Well, yeah everything about coffee whether it’s black, decaf or single serve coffee, all of them falls into one definition which is acidic.

Many coffee drinkers see that coffee acidity makes their tummy hurt with an unpleasant taste, astringent quality that often causes to lost our enjoyment to our morning brew. This is one of the reasons, why more coffee drinkers are looking for “low-acid” coffees, to ease the yucky feeling in their stomach after drinking their daily cup of ten.

For some people, they define acid as sour, tangy, bitter, and sharp. But for us, coffee lovers, coffee enthusiast, and coffee aficionados coffee acidity is ” the dry, bright, and sparkling sensation that sets a high-quality, high-grown coffee apart from a mundane, lower-grown coffee.”

On the scientific side, acidity is something to be measured on the pH scale, which uses 7.0 as an indicator of neutrality, numbers under 7 as more acidic and numbers above 7 as lower-acid.

Lemon Juice – 2.0 pH
Milk – 6.5 pH
Morning coffee – 4.7ph
Beer, Tomato Juice – 4 pH
Orange Juice, Soda – 3pH
Pure water – 7 pH
Black coffee – somewhere lower than 5pH

The truth about this pH levels is that – pH level doesn’t always equate directly to a person’s experience of a particular coffee, sometimes it’s all in the mind. But if your still concern to your acid reflux due to coffee, thanks to technology, because we can now identify coffees that are low-acid.

Enough with the scientific blah-blah and let’s see what other coffee aficionados say about coffee acidity.

Kenneth Davids of Coffee Review says ” Treating the beans or dumping antacid compounds into them, or dark roasting them to the limit of possibility,” “is not nearly as effective in producing a fine flavorful low-acid cup as finding a lower grown coffee with naturally low acidity that has been picked and processed with care and brought to a moderate roast that develops the sugars without burning them.” and according to HG ” we never add anything, instead relying on a naturally-lower-acid green bean and a medium-to-dark roast level that compliments origin. Dark roasting reduces acidity, but it can also mask origin profiles—so it’s important to consider the origin qualities of the green beans before roasting the heck out of them.

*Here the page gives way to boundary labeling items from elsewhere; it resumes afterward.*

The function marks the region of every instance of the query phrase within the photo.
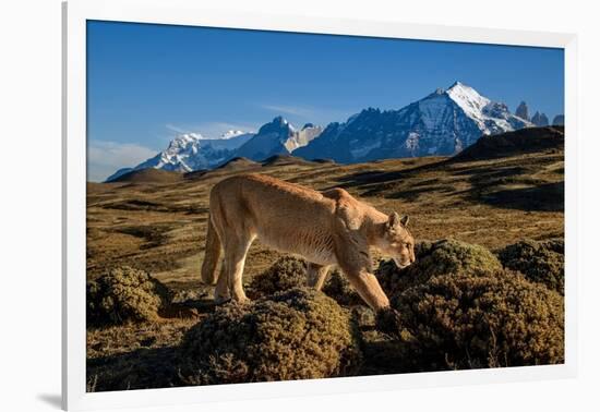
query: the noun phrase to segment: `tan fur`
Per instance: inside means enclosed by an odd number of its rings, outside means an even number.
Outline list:
[[[310,264],[309,284],[321,289],[327,270],[338,265],[373,308],[389,302],[371,274],[370,247],[399,266],[415,262],[408,217],[387,216],[343,189],[316,192],[263,174],[241,174],[211,191],[211,214],[202,279],[217,283],[217,302],[247,300],[242,287],[245,255],[255,239]],[[225,251],[221,271],[217,263]]]

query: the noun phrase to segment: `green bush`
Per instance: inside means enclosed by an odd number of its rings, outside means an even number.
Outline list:
[[[305,287],[307,282],[307,264],[296,257],[284,256],[252,278],[248,295],[251,299],[263,298],[283,290]]]
[[[118,325],[154,320],[170,300],[167,287],[146,271],[129,266],[113,268],[87,283],[87,323]]]
[[[218,307],[180,352],[188,385],[347,376],[361,356],[348,311],[307,288]]]
[[[564,294],[565,256],[562,239],[543,242],[520,241],[504,247],[500,251],[499,257],[505,267],[518,270],[527,279]]]
[[[502,269],[500,260],[485,247],[452,239],[421,242],[417,244],[415,255],[416,262],[405,269],[398,269],[392,260],[380,263],[375,276],[388,296],[434,276],[481,276]]]
[[[291,256],[279,258],[268,269],[256,275],[250,281],[248,295],[251,299],[264,298],[293,288],[308,284],[307,264]],[[340,305],[362,304],[360,295],[350,286],[348,279],[338,270],[333,270],[323,286],[323,293]]]
[[[433,276],[392,302],[416,371],[564,362],[564,300],[518,272]]]
[[[348,278],[334,270],[323,286],[323,293],[344,306],[364,305],[364,301],[352,288]]]

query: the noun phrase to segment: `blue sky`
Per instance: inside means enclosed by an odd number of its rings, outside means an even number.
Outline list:
[[[325,125],[457,80],[513,111],[564,110],[560,49],[88,22],[88,179],[182,132],[253,131],[279,114]]]

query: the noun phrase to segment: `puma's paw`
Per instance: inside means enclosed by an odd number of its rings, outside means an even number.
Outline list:
[[[375,327],[384,334],[393,337],[399,337],[401,331],[399,312],[392,307],[386,307],[379,311],[375,318]]]
[[[231,302],[230,296],[215,296],[215,304],[223,305],[225,303]]]

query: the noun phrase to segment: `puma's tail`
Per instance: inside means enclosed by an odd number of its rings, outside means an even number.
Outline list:
[[[202,263],[202,281],[206,284],[215,284],[218,274],[217,266],[220,259],[220,240],[208,216],[208,228],[206,231],[206,247],[204,251],[204,262]]]

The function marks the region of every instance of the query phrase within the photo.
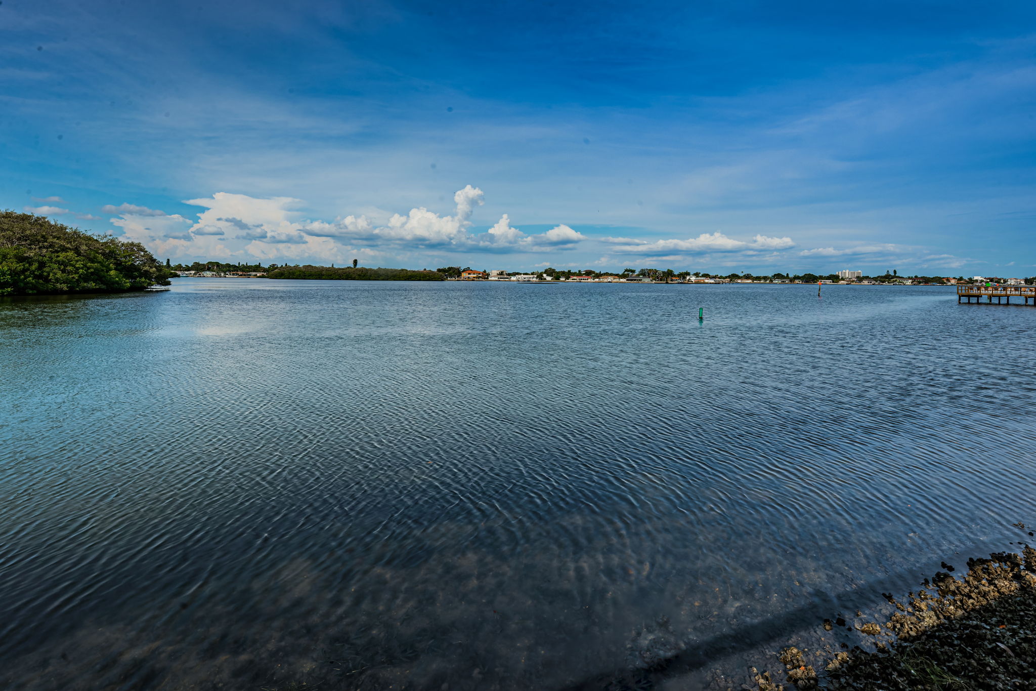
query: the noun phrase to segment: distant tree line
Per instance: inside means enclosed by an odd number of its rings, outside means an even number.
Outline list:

Some coffees with robust, burly flavor qualities like dark chocolate and earthiness can hold up to a darker roast and still let those qualities shine through. But more delicate qualities, like citrus, berry, or herbal notes, are likely to disappear behind the qualities of the roast itself.”

So, based on the coffee revelations above, acidity is not always dealing with physical experience in coffee because as what Kenneth David found out that tasters’ perceptions of acidity (tanginess or brightness on the palate) were actually quite good at tracking actual acidity of the coffees. That is why when you are on a hunt for a low-acid coffee you need to trust your senses because your experience will give you the answer.

Cold brew extracts definitely have less of everything from coffees, including acids, so that’s definitely an option. Sumatran coffee is also an option because it is lower-acid-in-origin.